Naccach was describing the kind of job-search blunder that makes, or should make, interviewees shudder. To help soon-to-be-graduates avoid a similar fate, UNH-Manchester offered this spring a class called "Interviews with a Twist of Lemon." Like a similar "Street Smart Soirée" in Durham, the program started with interview tips from Naccach and Liberty Mutual's Paul Bamford '75, and followed with a lunch at nearby Fratello's Ristorante to put theory into practice. Over a nice meal, the students learned the unpalatable truth: in the job market, knowledge, skills and individuality can be trumped by bad manners and inappropriate dress.

"Like it or not, appearance counts," Naccach said. "People your age feel clothing shouldn't matter. 'This is who I am,' they say. The problem is, you have to know your audience."

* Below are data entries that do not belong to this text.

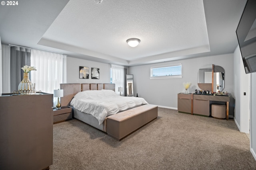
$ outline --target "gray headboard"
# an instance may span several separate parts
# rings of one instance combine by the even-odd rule
[[[115,91],[116,84],[112,83],[64,83],[60,84],[63,89],[63,97],[60,98],[62,106],[70,106],[73,97],[78,92],[90,90],[112,90]]]

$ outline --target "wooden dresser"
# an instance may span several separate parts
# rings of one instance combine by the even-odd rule
[[[178,111],[193,115],[193,94],[178,94]]]
[[[0,169],[52,164],[53,94],[0,96]]]

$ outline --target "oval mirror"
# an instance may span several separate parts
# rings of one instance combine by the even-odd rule
[[[201,89],[212,91],[212,64],[202,66],[198,72],[197,84]]]
[[[213,68],[213,72],[212,68]],[[212,83],[213,73],[213,82]],[[213,92],[221,92],[224,89],[225,70],[222,67],[213,64],[206,65],[198,70],[198,85],[199,88],[204,91]],[[213,89],[212,89],[213,85]]]

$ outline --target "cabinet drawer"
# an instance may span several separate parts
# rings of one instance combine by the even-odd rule
[[[178,94],[178,98],[181,99],[192,99],[193,98],[193,94],[179,93]]]
[[[194,99],[193,105],[193,114],[210,116],[210,101]]]
[[[229,102],[229,96],[210,96],[210,100],[219,102]]]
[[[210,96],[203,94],[194,94],[193,95],[193,99],[199,100],[210,100]]]
[[[178,99],[178,111],[182,112],[191,113],[192,99]]]
[[[53,124],[72,119],[72,113],[68,113],[53,116]]]

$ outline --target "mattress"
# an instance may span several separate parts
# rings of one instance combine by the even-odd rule
[[[121,96],[109,90],[86,90],[77,93],[70,105],[75,109],[91,114],[102,123],[107,116],[148,104],[143,98]]]

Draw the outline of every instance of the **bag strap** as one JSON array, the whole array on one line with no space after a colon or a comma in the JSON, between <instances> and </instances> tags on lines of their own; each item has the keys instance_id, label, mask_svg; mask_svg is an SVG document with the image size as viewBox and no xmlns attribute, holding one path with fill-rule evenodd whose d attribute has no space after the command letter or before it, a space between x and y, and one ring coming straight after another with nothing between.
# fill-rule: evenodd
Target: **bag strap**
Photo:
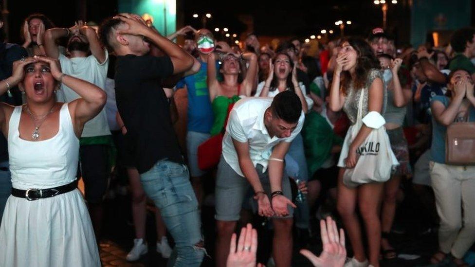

The important thing about the interview meal is, she said, "It's not about the food." It's about respectful submission to authority and adherence to strict rules of etiquette. She suggested the candidate's goal should be to emerge from the meal without causing the host discomfort or drawing undue attention. "If you arrive at the restaurant first, wait for your host to arrive and lead you to the table. This is the host's territory," Naccach advised. Additionally, avoid potentially awkward subjects. Be polite to the wait staff. Don't order anything messy like linguine or a hamburger. No alcohol. Eat at the same pace as your interviewer. Pass food counterclockwise. No elbows on the table until the food is cleared. Be able to distinguish between the salad and fish forks. Refrain from gripping the fork with your fist to stab the meat. Don't cut salad unless you have to. Cut meat one piece at a time. Butter and eat one bite of bread, repeat. For the students, some of whom were looking worried, it was all tough to swallow.

A student asked what to do if she spilled red wine on her host. "You should not touch the person. Hands off!" said Naccach. "Offer to pay the dry cleaning bill."

The bottom line is, she told the students, "Be yourself, act professional and exude enthusiasm." And yes, you must do all three simultaneously.